High Court Judge Ruth Chinagwa has revoked bail of former budget director, Paul Mphwiyo.
This follows an application which the Anti-Corruption Bureau (ACB) made after Mphwiyo was found to have absconded bail since June 2023.

ACB spokesperson Egrita Ndala has confirmed the revocation.
“On Friday the State made an application to the High Court in Lilongwe to revoke bail for Paul Mphwiyo who has absconded since June 2023.
“The State informed the court that Mphwiyo had not reported for his bail as per the bail conditions. The Court has therefore made a ruling revoking his bail and that he should be arrested whenever and wherever he is found,” Ndala said.

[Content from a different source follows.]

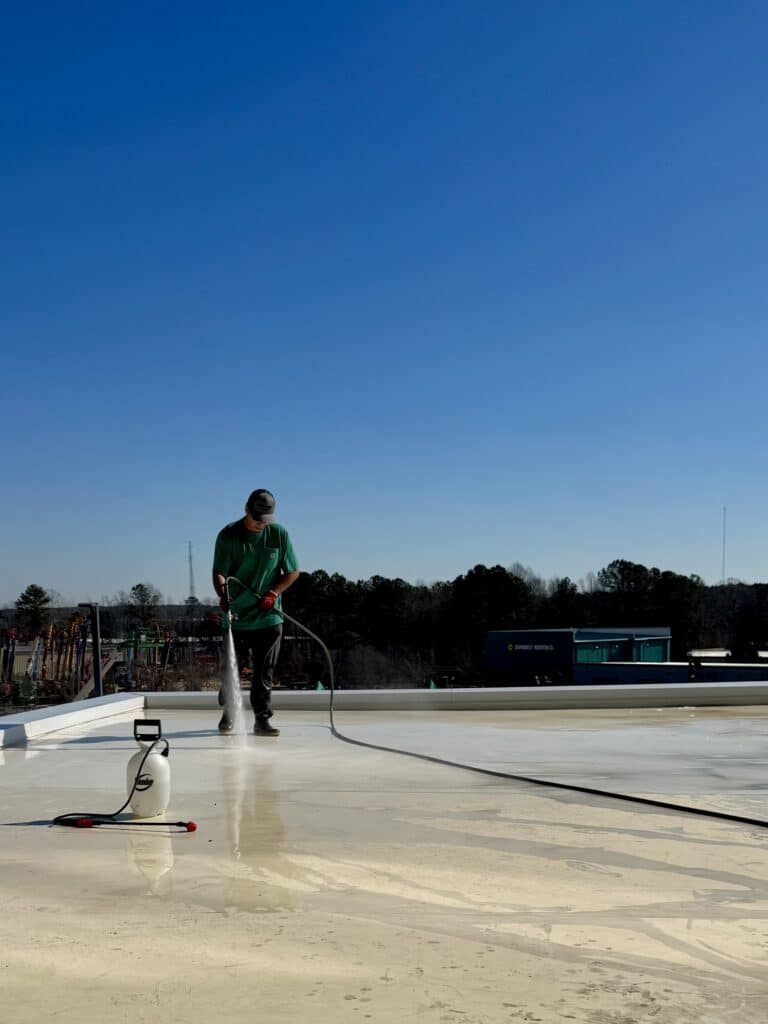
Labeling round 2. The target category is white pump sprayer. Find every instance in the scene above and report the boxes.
[127,718,171,818]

According to Ndala, the Court has also ordered that Mphwiyo’s bail bond of K10 million and that of his four sureties which were each bonded at K2 million be forfeited to the Malawi Government.
Mphwiyo is answering corruption charges in court related to the cashgate, a scandal which came to light in 2013.
He was found with a case to answer and the case is waiting for judgment.
In August this year, Malawi Police Service declared Mphwiyo a fugitive after he was declared missing on June 26.
He is believed to be out of the country.
His disappearance came on June 21, after the Supreme Court of Appeal cleared the High Court to go ahead with its judgment in his case which has been under trial since 2013.
Police preliminary findings indicate that Mphwiyo left Lilongwe through Kamuzu International Airport to Chileka International Airport where he checked out and was last seen leaving a hotel in Blantyre.
Mphwiyo, along with other cashgate suspects, is accused of defrauding the government of K2.4 billion when he was Budget Director.
Cashgate involved the misappropriation of government funds through the transfer of funds from the government bank accounts to private companies in disguise for payment of goods and services.
The scandal was dubbed cashgate because low level public officers who were arrested for committing the offences under this scheme were found with stockpiles of cash in their homes and vehicles.
It was uncovered in September, 2013, when a government accounts clerk whose monthly emoluments were less than $100 was found with sums of cash estimated at over $300,000 in his car.
A week later, there was an assassination attempt on Mphwiyo.